Ari juga menyesalkan sikap sekolah yang justru mengarahkan orang tua mengurus ijazah langsung ke dinas. Menurutnya, sekolah adalah perpanjangan tangan pemerintah yang seharusnya memfasilitasi semua urusan siswa. “Kalau sekolah sudah tidak mau mengurus murid, ya lebih baik berhenti saja,” ujarnya dengan nada tegas.
Komisi D mengingatkan bahwa kasus serupa pernah terjadi sebelumnya dan berujung pada sanksi berat, termasuk pergantian kepala sekolah. Ari menekankan perlunya penelusuran menyeluruh agar akar masalah benar-benar jelas, mulai dari manajemen sekolah hingga mekanisme distribusi ijazah.
Anggota Komisi D lainnya, Adi Akbar, menilai polemik ini seharusnya bisa diselesaikan melalui komunikasi terbuka antara pihak sekolah, orang tua, dan Disdik.
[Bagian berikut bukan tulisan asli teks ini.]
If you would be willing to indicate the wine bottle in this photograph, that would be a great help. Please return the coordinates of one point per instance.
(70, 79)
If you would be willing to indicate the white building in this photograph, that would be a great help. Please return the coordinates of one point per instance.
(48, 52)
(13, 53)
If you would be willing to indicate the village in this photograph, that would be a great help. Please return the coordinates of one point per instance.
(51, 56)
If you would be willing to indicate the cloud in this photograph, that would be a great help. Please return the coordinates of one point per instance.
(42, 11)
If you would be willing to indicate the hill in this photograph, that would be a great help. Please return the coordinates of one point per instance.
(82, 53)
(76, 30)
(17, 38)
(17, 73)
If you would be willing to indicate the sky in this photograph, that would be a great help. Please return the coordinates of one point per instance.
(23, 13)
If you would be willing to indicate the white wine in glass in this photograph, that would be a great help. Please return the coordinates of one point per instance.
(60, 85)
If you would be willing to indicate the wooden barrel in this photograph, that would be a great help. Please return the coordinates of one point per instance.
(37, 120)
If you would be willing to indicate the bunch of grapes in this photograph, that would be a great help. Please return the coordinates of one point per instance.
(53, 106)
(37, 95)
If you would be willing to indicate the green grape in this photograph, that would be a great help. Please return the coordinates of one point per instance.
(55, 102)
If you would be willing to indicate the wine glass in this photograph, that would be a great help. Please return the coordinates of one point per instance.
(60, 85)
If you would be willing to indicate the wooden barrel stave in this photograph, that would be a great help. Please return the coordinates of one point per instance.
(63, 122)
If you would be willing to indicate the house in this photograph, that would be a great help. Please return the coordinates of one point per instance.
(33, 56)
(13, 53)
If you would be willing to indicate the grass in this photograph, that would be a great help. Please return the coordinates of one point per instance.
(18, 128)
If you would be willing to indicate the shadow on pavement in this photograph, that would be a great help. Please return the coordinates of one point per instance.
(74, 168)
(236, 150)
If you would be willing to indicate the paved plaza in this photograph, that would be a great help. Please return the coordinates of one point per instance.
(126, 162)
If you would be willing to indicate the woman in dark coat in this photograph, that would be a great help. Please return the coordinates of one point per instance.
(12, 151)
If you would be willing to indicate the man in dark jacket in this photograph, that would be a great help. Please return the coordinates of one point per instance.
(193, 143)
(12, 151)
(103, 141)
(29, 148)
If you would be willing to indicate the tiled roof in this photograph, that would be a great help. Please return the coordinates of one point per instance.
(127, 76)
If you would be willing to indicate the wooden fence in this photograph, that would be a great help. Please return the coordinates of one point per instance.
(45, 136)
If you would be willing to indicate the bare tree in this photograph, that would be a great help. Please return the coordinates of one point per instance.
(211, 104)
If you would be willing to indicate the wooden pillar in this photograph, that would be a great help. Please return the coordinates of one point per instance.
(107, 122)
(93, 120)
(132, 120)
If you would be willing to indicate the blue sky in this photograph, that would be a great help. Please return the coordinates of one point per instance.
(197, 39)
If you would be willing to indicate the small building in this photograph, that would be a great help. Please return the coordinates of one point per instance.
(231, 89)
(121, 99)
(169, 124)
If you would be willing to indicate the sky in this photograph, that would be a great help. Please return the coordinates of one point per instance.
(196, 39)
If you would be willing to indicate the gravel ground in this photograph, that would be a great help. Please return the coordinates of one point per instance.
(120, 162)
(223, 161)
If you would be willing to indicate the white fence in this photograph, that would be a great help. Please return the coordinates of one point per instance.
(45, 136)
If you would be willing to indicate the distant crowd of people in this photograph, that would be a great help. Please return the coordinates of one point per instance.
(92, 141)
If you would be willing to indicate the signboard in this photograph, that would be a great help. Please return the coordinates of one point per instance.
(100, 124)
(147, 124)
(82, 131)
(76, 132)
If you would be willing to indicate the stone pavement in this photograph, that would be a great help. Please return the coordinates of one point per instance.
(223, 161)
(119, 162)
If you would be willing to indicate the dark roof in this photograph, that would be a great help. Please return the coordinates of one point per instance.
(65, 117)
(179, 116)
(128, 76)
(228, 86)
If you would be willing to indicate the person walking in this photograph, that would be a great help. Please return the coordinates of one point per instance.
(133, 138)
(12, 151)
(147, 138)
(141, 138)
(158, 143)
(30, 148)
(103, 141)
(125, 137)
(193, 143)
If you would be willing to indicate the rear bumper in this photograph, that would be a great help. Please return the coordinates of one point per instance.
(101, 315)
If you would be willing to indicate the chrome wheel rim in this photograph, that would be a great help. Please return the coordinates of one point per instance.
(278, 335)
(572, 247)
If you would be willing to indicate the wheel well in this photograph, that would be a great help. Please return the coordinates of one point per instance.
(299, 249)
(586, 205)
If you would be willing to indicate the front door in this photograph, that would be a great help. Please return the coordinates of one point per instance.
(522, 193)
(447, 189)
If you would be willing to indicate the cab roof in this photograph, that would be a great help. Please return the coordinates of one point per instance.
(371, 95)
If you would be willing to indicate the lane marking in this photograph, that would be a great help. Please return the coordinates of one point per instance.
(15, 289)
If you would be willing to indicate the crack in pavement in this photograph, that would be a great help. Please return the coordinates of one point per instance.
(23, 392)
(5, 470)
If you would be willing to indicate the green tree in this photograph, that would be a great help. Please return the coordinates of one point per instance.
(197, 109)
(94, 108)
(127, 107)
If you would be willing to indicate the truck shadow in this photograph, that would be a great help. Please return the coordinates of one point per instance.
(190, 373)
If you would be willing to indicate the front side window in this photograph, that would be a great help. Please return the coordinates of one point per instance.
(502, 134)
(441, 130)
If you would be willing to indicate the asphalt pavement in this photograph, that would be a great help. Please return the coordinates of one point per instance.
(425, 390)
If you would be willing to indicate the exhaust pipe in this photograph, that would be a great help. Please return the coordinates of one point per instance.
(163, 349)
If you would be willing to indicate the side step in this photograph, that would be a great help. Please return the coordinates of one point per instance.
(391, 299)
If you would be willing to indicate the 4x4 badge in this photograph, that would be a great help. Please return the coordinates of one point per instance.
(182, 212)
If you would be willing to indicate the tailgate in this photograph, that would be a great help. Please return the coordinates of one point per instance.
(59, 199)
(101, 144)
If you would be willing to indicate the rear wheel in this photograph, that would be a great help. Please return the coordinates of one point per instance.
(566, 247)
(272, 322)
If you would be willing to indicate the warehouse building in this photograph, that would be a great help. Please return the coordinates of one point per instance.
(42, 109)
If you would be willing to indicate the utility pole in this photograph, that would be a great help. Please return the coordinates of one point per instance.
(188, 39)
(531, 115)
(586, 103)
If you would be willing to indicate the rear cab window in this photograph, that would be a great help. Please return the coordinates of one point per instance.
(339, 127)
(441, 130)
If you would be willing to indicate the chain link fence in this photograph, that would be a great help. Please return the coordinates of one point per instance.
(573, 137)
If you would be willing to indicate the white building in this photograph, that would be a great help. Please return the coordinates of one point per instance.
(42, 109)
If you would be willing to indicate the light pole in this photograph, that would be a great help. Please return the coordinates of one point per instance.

Ia memastikan Dinas Pendidikan sudah berencana melakukan mediasi untuk mencari solusi yang adil bagi semua pihak. “Ini seharusnya masalah administratif biasa, jangan sampai jadi preseden buruk bagi dunia pendidikan,” kata Adi.
Kasus ini mencuat setelah salah satu orang tua murid, Rahmawati, mengungkapkan bahwa ijazah anaknya belum diserahkan pihak sekolah. Ironisnya, ketika menghubungi Disdik, ia mendapat informasi bahwa seluruh ijazah sudah diserahkan ke sekolah sejak lama. Ketidaksesuaian informasi ini memicu kebingungan dan kekecewaan di kalangan orang tua murid lainnya.
DPRD berharap Disdik dapat bergerak cepat menuntaskan kasus ini agar tidak menimbulkan keresahan lebih luas. “Anak-anak dan orang tua tidak boleh jadi korban birokrasi yang berbelit. Pendidikan adalah hak semua warga, dan ijazah adalah bukti penting yang tidak boleh ditahan dengan alasan apa pun,” pungkas Ari.
Dengan desakan dari DPRD dan rencana mediasi dari Disdik, publik menantikan langkah tegas pemerintah kota untuk memastikan insiden serupa tidak terulang di sekolah lain.